Dalam kasus kami, berurusan dengan agama itu mudah: istri saya sangat saleh, tetapi juga sangat rasional. Saya sangat rasional dan tidak keberatan dengan agama meskipun saya sendiri tidak memiliki kepercayaan. Kami berdua sepakat bahwa tidak ada masalah dengan memandang kehidupan dari perspektif Katolik dan bahwa waktu untuk memberi mereka perspektif Katolik (atau agama apa pun) adalah ketika mereka tumbuh dewasa. Pada usia 8 tahun sekarang, putri kami tahu bahwa saya bukan Katolik (jelas saya tidak pergi ke komuni), tetapi dia tahu bahwa tidak ada yang salah dengan itu.
Mengingat betapa pentingnya saya pikir konsistensi, tidak ada pilihan Anda yang sangat baik karena Anda dan istri Anda tampaknya tidak dapat mencapai kompromi. Saya sudah membaca sedikit blog Anda, tetapi saya tidak akan membaca semua posting yang relevan untuk mengetahui seberapa kuat Anda telah menjadi anti-agama, tetapi jelas ada konflik dan kecuali Anda mencapai kesepakatan, saya pikir akan ada ada beberapa dampak psikologis negatif pada anak-anak Anda.
sumber
Pandangan saya, untuk apa nilainya: Saya tidak tahu bagaimana empat tahun terakhir ini berhasil untuk Anda, tetapi semua orang telah melewatkan poin yang paling penting. Tidak penting pandangan agama mana yang Anda "ajarkan" kepada anak-anak Anda. Jauh lebih penting bahwa Anda mengajar mereka bahwa dua orang dapat berbeda dalam hal agama, tetapi tetap saling mencintai dan hidup bersama. Biarkan dia membawa mereka ke gereja selama mereka masih ingin pergi. Dunia tidak menderita karena terlalu banyak atau terlalu sedikit agama, hanya toleransi yang terlalu sedikit.
sumber
Saya pikir ini adalah masalah tidak peduli apa campuran kepercayaan agama di rumah. Istri saya dan saya sama-sama orang Kristen yang berpikiran bebas, membesarkan anak-anak kami di gereja, dan kami masih bergumul dengan perbedaan antara kepercayaan kami sendiri, dan juga dengan pendapat anak-anak yang berbeda tentang agama.

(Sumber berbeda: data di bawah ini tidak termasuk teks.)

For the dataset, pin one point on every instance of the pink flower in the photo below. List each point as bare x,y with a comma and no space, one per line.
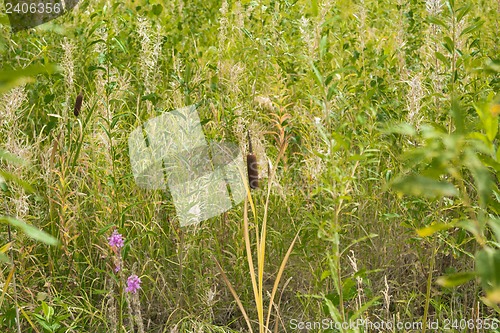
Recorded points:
116,240
133,284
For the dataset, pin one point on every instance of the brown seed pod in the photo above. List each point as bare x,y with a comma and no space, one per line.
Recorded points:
78,104
252,166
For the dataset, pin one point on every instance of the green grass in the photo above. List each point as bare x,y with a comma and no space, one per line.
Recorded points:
389,174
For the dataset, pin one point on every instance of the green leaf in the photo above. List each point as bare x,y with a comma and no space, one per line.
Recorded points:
30,230
14,77
400,128
6,176
458,116
495,227
448,44
11,158
424,187
433,228
436,21
488,120
314,7
455,280
488,269
471,28
442,57
317,75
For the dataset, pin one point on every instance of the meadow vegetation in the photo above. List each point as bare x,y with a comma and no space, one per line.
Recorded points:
376,128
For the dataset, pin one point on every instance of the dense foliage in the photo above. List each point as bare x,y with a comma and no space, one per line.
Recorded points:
379,120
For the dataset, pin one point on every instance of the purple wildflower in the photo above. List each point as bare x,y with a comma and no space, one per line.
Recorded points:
116,240
133,284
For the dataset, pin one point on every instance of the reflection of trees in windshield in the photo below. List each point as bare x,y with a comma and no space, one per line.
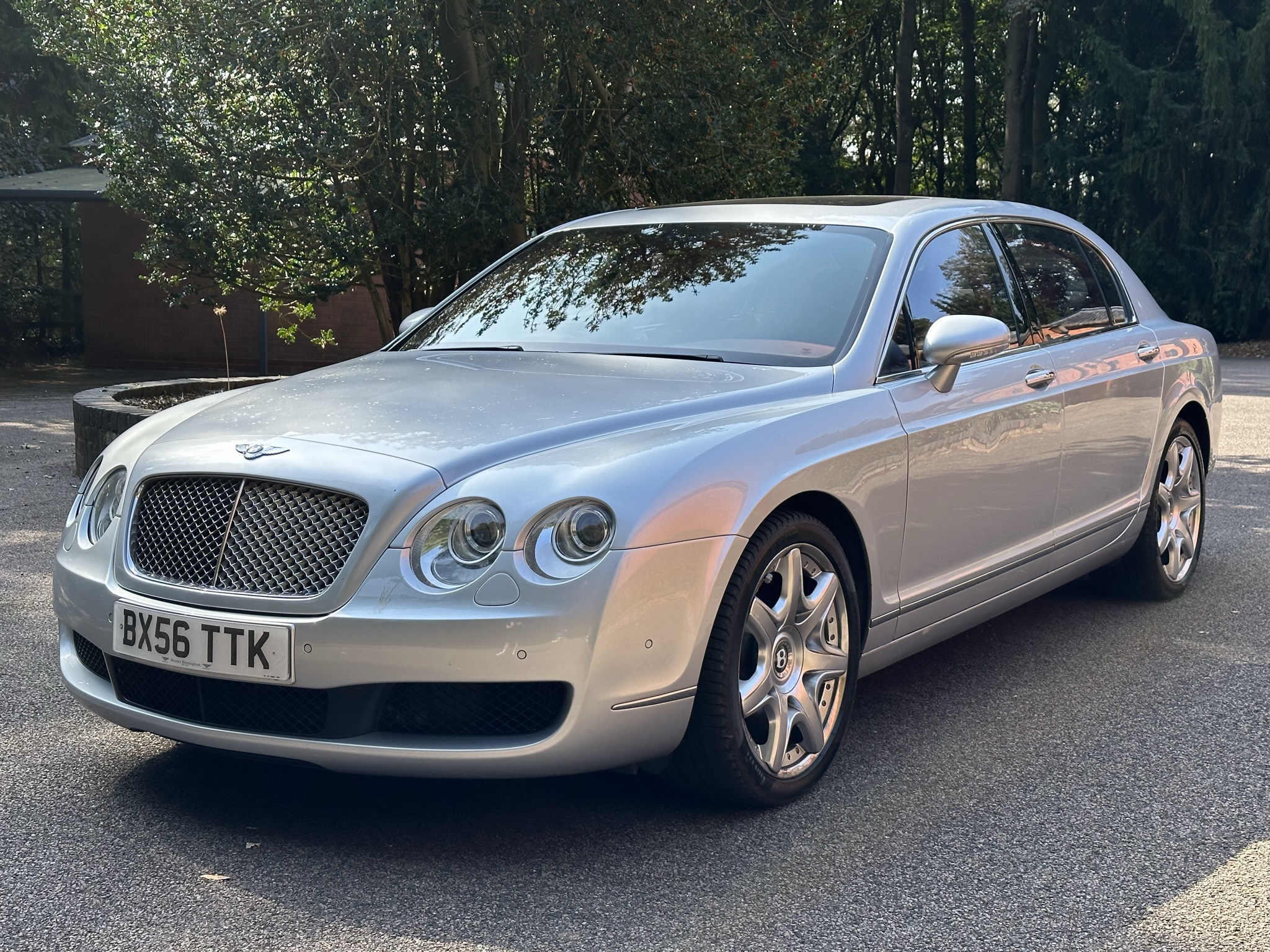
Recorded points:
595,275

Saya ingin menasihati kejujuran yang dikombinasikan dengan kerendahan hati untuk Anda berdua. Tidak apa-apa mengatakan "Saya tidak tahu," atau "Saya percaya tetapi saya bisa saja salah" atau "kami memiliki sudut pandang yang berbeda" jika ditanya. Dengan kata lain, Anda dapat mengadvokasi keyakinan Anda sendiri tanpa menjadikannya pertarungan seret. Pada akhirnya Anda berdua akan berusaha membesarkan anak-anak yang mampu membuat pilihan terbaik sendiri.

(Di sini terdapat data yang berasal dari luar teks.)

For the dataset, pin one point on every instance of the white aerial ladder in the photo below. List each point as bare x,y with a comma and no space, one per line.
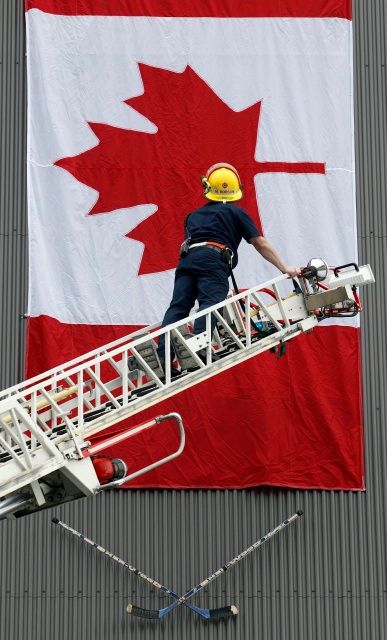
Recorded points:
47,423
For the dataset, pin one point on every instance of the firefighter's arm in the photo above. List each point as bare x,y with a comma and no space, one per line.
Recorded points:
263,246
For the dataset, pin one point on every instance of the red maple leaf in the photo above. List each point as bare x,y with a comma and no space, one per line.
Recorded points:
195,129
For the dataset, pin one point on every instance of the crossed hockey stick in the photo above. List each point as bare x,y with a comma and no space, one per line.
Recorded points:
157,614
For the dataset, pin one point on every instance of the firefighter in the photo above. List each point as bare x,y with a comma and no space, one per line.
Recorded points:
210,248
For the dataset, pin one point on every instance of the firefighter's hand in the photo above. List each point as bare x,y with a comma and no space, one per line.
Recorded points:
292,271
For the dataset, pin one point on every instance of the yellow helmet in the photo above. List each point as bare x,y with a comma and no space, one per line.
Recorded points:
222,183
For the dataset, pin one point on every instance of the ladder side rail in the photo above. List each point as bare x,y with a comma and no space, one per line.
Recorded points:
125,378
229,330
21,439
280,305
59,370
11,452
247,321
124,369
176,332
102,387
146,368
266,311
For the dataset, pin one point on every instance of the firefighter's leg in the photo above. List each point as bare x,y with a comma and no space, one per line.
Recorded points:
212,285
183,299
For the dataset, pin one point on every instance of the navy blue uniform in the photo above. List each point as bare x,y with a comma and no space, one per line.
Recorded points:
202,274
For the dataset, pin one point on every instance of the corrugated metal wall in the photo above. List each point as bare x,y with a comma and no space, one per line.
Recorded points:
325,577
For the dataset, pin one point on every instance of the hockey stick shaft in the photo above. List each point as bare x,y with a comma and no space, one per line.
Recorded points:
205,613
183,599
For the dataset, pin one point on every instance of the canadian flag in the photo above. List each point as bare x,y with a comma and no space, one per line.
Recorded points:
129,103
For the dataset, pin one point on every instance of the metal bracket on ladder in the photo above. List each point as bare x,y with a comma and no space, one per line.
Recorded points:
46,423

Secara pribadi, saya tumbuh dalam rumah tangga dengan satu orang tua yang bukan Kristen yang pergi ke gereja, dan yang lain cukup alergi terhadap agama, dan akhirnya jauh lebih religius daripada kedua orang tua saya. Pada akhirnya saya menemukan dukungan terhadap iman saya untuk tumbuh dengan dosis skeptisisme yang sehat.